Groundwater is a life-sustaining resource that supplies water to 2 billion people worldwide. The availability of groundwater is critical for agriculture, particularly during drought periods, where it serves as an alternate water supply against reduced surface water availability. Despite the importance of groundwater in sustaining human water use during drought periods, our understanding of the groundwater response to drought is limited. In this contribution, we utilize daily groundwater observations from anthropogenically unaffected, unconfined aquifers across the conterminous United States to quantify groundwater recovery time to meteorological drought. The total recovery time consists of the “time of rise”, i.e. the time necessary for the post-drought recharge to increase the storage to pre-drought conditions, plus the time-lag between the termination of the precipitation drought and the termination of groundwater storage loss.
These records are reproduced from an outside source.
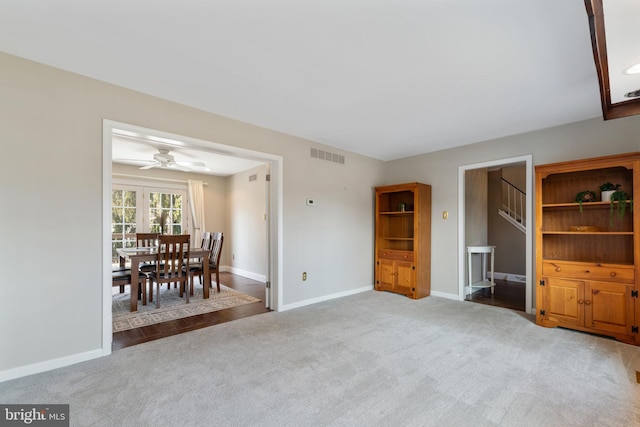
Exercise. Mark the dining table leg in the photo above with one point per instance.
(135, 281)
(206, 273)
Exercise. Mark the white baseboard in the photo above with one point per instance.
(249, 275)
(325, 298)
(445, 295)
(521, 278)
(48, 365)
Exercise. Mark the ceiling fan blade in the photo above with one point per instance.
(177, 165)
(133, 160)
(193, 164)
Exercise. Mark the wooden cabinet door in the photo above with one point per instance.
(405, 277)
(564, 301)
(385, 276)
(608, 307)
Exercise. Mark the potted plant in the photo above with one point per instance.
(622, 199)
(585, 196)
(607, 189)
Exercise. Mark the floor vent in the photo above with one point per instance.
(325, 155)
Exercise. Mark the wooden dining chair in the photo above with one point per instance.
(215, 250)
(172, 264)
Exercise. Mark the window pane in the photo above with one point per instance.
(116, 198)
(116, 215)
(130, 199)
(130, 215)
(166, 200)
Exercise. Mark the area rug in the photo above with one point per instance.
(173, 307)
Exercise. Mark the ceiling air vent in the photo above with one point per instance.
(325, 155)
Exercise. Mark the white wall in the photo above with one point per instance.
(245, 239)
(51, 251)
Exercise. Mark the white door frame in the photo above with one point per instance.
(274, 215)
(462, 256)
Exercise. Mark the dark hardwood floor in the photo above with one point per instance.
(506, 295)
(153, 332)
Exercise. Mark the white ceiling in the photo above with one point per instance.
(138, 149)
(623, 50)
(383, 78)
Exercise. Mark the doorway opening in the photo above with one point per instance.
(480, 225)
(272, 218)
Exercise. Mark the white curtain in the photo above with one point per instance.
(196, 201)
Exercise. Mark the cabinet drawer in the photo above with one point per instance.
(396, 255)
(587, 271)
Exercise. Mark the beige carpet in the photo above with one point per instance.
(173, 307)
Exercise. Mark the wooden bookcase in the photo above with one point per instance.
(403, 239)
(587, 257)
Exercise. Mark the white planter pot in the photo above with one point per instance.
(606, 195)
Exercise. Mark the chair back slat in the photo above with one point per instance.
(173, 255)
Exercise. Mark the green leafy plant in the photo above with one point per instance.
(585, 196)
(607, 186)
(621, 199)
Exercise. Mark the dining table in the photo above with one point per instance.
(139, 255)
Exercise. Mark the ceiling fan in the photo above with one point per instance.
(162, 159)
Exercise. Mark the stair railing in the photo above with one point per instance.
(514, 202)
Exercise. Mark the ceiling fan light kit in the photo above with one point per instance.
(163, 159)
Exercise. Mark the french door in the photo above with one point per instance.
(139, 209)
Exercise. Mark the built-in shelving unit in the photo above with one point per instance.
(587, 254)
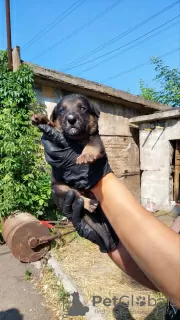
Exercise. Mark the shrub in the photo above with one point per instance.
(24, 175)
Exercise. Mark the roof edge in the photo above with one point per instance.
(104, 91)
(156, 116)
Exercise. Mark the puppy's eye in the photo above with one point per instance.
(61, 111)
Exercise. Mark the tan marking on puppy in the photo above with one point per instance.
(61, 190)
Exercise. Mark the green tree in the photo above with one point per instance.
(24, 175)
(169, 80)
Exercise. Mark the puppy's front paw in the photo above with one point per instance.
(86, 158)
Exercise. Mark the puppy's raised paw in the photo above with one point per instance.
(90, 204)
(86, 158)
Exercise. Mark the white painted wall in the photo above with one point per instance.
(155, 150)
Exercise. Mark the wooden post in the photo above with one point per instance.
(177, 173)
(16, 58)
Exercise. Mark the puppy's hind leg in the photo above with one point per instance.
(60, 191)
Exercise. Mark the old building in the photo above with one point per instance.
(117, 107)
(160, 159)
(120, 137)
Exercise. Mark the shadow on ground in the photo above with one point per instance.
(11, 314)
(121, 312)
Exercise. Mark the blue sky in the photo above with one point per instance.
(30, 17)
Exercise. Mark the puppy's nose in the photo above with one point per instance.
(71, 119)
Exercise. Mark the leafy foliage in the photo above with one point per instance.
(169, 80)
(24, 175)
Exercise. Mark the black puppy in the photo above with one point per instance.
(77, 118)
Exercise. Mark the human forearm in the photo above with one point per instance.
(153, 246)
(123, 260)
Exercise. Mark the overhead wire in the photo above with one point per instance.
(78, 30)
(139, 66)
(60, 18)
(133, 46)
(121, 35)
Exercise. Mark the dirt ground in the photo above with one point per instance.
(101, 280)
(115, 294)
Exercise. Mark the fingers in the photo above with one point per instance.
(78, 212)
(67, 205)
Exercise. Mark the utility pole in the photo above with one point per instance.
(8, 28)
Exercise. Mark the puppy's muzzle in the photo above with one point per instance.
(71, 119)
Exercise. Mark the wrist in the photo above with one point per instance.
(97, 189)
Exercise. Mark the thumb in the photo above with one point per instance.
(78, 212)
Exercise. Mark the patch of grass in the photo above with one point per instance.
(56, 297)
(28, 275)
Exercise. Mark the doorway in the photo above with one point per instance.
(176, 170)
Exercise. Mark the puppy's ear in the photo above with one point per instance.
(54, 114)
(94, 110)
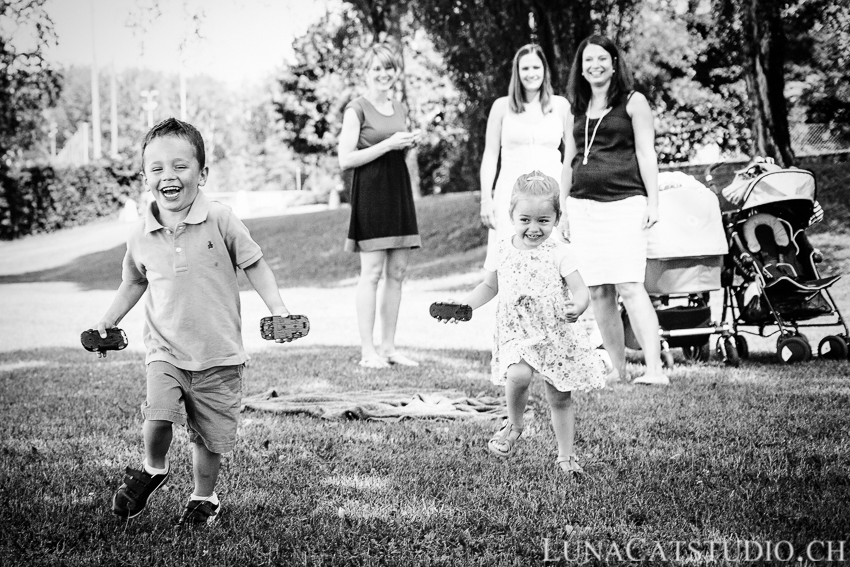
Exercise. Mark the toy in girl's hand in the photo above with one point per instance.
(115, 339)
(441, 311)
(287, 328)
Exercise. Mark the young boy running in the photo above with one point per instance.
(184, 253)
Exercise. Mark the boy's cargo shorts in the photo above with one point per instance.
(206, 401)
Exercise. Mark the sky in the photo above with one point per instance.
(242, 40)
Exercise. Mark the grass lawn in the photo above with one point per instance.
(757, 453)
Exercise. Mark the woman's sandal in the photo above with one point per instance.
(569, 465)
(503, 443)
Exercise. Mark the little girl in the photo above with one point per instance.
(541, 295)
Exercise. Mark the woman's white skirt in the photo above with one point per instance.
(609, 239)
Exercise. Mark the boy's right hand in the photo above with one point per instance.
(100, 340)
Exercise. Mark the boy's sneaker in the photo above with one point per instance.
(199, 512)
(132, 496)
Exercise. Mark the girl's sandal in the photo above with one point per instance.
(569, 465)
(503, 443)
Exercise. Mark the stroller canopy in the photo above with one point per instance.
(764, 183)
(690, 223)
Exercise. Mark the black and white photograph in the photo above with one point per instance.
(424, 282)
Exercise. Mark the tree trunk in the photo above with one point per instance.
(764, 74)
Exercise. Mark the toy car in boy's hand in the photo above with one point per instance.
(443, 311)
(115, 339)
(286, 328)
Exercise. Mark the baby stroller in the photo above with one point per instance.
(685, 252)
(770, 276)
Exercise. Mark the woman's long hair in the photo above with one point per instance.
(578, 89)
(516, 93)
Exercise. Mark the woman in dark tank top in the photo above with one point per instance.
(610, 193)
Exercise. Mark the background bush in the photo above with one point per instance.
(41, 198)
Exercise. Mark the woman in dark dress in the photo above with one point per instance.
(610, 189)
(383, 218)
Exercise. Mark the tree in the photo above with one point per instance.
(753, 31)
(818, 33)
(27, 83)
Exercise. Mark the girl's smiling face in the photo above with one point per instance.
(534, 219)
(597, 66)
(530, 72)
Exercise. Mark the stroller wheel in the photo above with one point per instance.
(793, 349)
(833, 348)
(732, 358)
(700, 353)
(742, 346)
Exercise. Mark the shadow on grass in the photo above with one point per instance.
(754, 453)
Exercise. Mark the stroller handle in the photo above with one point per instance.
(709, 177)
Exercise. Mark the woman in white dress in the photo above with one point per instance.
(527, 128)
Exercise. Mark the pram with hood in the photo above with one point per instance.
(685, 252)
(770, 276)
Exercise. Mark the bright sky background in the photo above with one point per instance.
(243, 40)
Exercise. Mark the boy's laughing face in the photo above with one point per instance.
(173, 175)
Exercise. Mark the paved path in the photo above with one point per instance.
(44, 251)
(54, 314)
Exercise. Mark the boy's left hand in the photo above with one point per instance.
(573, 312)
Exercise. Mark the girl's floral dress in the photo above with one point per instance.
(531, 319)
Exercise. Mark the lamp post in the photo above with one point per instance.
(150, 104)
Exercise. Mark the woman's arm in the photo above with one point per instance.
(567, 170)
(487, 174)
(644, 131)
(580, 293)
(350, 157)
(483, 292)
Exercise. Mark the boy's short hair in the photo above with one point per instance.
(180, 129)
(536, 184)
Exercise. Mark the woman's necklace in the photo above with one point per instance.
(587, 145)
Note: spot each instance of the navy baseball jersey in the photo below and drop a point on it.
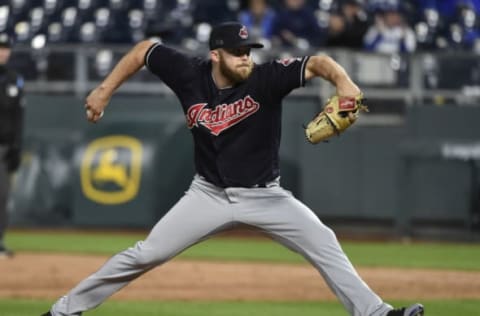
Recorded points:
(236, 130)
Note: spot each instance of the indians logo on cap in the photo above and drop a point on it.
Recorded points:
(243, 32)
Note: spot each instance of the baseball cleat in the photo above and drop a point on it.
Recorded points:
(5, 252)
(413, 310)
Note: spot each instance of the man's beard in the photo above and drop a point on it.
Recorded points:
(237, 74)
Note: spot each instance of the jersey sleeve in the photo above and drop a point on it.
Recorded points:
(173, 67)
(285, 74)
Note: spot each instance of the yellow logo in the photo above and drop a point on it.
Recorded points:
(111, 169)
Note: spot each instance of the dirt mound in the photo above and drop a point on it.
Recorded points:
(48, 276)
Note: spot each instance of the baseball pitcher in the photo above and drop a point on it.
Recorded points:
(233, 108)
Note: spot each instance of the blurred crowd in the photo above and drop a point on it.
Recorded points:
(371, 25)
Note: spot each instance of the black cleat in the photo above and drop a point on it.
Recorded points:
(5, 252)
(413, 310)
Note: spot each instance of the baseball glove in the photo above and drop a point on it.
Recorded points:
(337, 115)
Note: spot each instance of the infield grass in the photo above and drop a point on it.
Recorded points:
(459, 256)
(115, 308)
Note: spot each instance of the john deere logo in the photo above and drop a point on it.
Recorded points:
(111, 169)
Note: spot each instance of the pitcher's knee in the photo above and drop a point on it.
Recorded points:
(145, 255)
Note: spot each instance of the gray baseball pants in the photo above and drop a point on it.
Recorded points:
(206, 209)
(4, 190)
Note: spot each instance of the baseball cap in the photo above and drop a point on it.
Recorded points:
(231, 35)
(5, 40)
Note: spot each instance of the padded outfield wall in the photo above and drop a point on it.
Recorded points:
(129, 169)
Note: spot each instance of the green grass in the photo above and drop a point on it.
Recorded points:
(115, 308)
(394, 254)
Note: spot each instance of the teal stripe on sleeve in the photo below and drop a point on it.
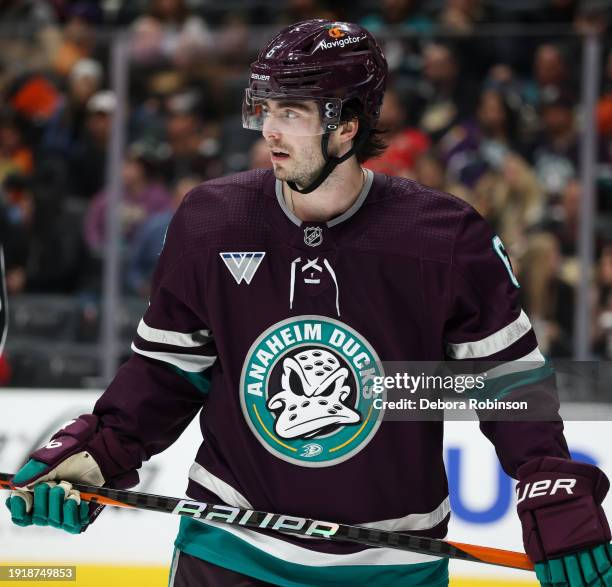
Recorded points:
(201, 380)
(224, 549)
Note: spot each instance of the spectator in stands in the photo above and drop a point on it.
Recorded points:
(554, 154)
(65, 128)
(193, 144)
(15, 156)
(143, 195)
(88, 169)
(547, 299)
(149, 238)
(592, 17)
(443, 98)
(481, 143)
(77, 39)
(398, 15)
(16, 218)
(603, 311)
(170, 33)
(510, 197)
(461, 16)
(405, 144)
(429, 170)
(604, 106)
(42, 243)
(298, 10)
(551, 69)
(563, 217)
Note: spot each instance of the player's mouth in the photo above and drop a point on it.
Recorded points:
(278, 155)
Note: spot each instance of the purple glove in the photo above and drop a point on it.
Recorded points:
(81, 452)
(559, 505)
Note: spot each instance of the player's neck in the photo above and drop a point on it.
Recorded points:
(333, 197)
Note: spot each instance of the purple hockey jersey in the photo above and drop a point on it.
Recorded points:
(277, 327)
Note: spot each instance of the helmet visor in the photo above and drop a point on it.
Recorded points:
(290, 115)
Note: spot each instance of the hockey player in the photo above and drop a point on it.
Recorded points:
(277, 295)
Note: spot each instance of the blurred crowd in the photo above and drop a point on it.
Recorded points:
(483, 102)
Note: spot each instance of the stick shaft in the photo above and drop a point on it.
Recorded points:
(295, 525)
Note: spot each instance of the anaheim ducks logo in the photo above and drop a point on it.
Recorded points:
(336, 32)
(306, 391)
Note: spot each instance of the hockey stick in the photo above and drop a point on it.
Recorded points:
(300, 526)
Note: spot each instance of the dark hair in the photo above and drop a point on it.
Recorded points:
(375, 144)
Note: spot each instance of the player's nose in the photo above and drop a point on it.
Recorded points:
(270, 131)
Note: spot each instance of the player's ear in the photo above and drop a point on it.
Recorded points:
(348, 129)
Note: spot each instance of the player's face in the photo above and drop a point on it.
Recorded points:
(295, 157)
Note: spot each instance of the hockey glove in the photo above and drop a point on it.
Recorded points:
(565, 531)
(44, 494)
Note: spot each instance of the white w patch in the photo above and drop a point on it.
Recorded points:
(242, 265)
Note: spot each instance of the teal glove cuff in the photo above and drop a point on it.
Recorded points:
(587, 568)
(49, 505)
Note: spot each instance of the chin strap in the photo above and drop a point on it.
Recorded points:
(330, 162)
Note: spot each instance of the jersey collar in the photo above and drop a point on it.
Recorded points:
(338, 219)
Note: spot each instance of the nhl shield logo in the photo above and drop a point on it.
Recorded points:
(306, 391)
(313, 236)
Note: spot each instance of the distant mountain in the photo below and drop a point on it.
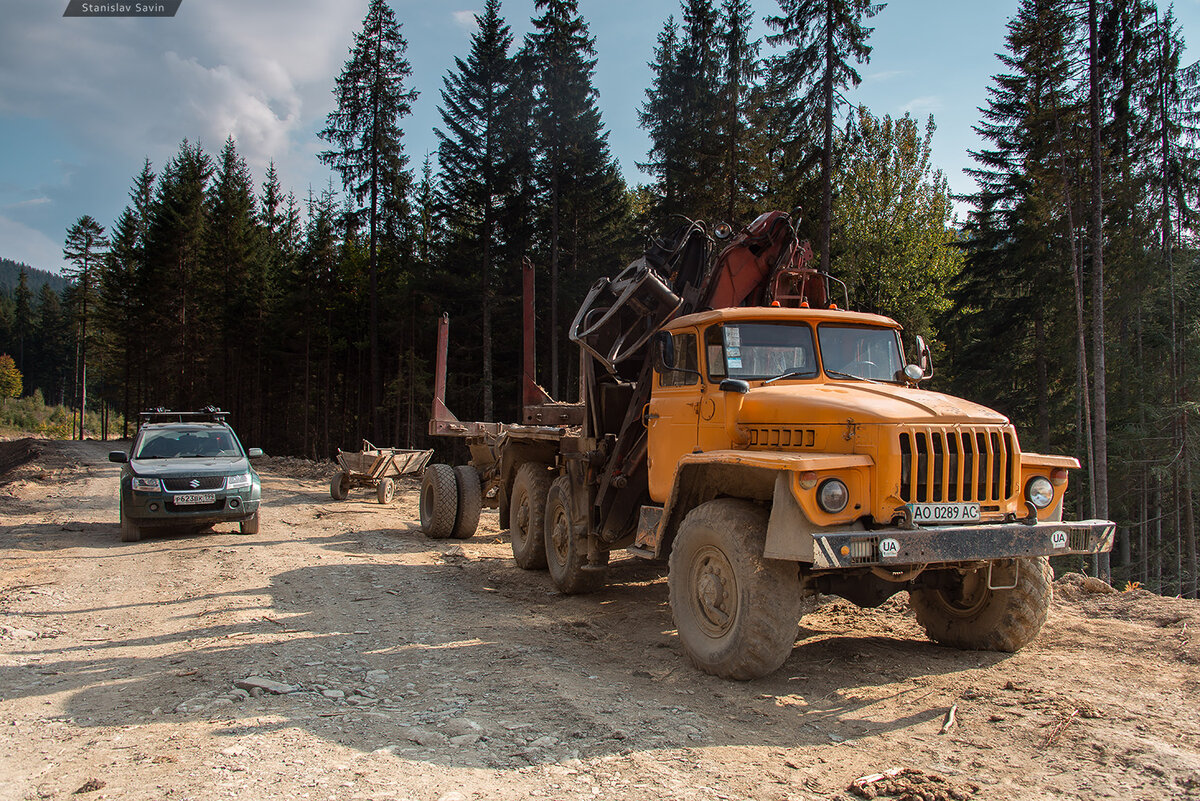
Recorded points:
(10, 273)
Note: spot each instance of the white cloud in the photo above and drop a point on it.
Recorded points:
(466, 19)
(28, 204)
(921, 106)
(21, 242)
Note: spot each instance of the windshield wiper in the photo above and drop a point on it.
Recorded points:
(791, 373)
(838, 373)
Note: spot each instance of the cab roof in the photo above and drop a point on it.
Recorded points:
(784, 314)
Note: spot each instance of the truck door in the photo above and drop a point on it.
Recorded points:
(672, 415)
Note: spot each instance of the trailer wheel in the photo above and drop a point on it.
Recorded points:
(439, 501)
(977, 619)
(340, 486)
(737, 613)
(130, 530)
(567, 547)
(471, 501)
(527, 510)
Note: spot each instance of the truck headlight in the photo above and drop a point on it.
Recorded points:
(238, 482)
(1039, 492)
(833, 495)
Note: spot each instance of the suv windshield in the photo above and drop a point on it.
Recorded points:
(861, 351)
(174, 443)
(760, 350)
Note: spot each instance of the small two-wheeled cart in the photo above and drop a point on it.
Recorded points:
(375, 467)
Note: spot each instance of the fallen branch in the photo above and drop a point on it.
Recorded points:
(948, 722)
(1060, 728)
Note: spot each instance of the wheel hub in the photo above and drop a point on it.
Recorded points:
(561, 537)
(714, 591)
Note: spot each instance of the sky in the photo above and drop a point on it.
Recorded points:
(84, 101)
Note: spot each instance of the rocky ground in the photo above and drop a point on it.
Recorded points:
(341, 655)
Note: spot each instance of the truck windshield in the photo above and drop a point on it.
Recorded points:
(858, 351)
(760, 350)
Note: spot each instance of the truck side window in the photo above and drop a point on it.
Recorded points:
(685, 357)
(714, 353)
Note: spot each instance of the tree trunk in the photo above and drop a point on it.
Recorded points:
(827, 146)
(1099, 385)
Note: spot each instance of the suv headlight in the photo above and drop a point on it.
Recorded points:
(1039, 492)
(238, 482)
(833, 495)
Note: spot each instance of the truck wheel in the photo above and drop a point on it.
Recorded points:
(439, 501)
(340, 486)
(130, 530)
(527, 510)
(567, 548)
(471, 501)
(737, 613)
(977, 619)
(249, 527)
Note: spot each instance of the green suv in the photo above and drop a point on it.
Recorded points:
(186, 470)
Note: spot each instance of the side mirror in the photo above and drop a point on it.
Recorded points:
(664, 351)
(924, 359)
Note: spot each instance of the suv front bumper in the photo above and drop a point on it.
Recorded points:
(959, 543)
(157, 509)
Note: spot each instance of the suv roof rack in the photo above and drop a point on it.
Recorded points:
(161, 415)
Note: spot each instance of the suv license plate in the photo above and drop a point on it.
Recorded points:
(945, 512)
(195, 499)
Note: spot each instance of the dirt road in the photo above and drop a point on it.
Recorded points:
(420, 669)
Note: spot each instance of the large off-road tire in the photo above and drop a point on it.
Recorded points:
(439, 501)
(977, 619)
(471, 501)
(249, 527)
(567, 546)
(527, 511)
(130, 530)
(737, 613)
(340, 486)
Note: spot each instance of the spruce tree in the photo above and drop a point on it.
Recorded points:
(582, 190)
(369, 150)
(822, 38)
(84, 250)
(475, 166)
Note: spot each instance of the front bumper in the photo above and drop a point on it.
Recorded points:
(159, 509)
(959, 543)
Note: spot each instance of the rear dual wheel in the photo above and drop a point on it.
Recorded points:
(567, 544)
(450, 501)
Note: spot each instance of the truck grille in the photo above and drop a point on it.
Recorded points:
(187, 486)
(960, 464)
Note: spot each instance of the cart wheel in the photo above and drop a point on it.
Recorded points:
(469, 501)
(340, 486)
(439, 501)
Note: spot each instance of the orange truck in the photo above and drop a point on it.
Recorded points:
(771, 446)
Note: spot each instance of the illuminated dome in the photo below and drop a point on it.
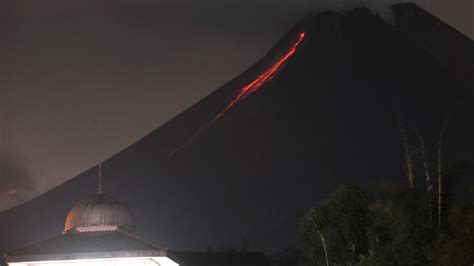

Using data from 1981-2017, we demonstrate that on average it takes 3 years for shallow aquifers to recover the storage loss from a drought, and the recovery time is longer for higher severity droughts. In addition, the average time lag of aquifer response time to drought is 15 months, and can increase up to 15 years for some aquifers. Such a considerable variation in the duration of time lag leads to a hidden legacy of drought in shallow aquifers. We find that aquifer physical properties control this time lag in regions with shallow groundwater tables, and precipitation characteristics are more important in aquifers with deep groundwater tables. Groundwater sustainability management must therefore consider this time-lag between precipitation drought and groundwater level response. Given that drought severity increases the recovery time, the projected increases to drought frequency and severity should increase groundwater recovery times and reduce buffering capacity of aquifers in times of reduced surface water availability caused by droughts.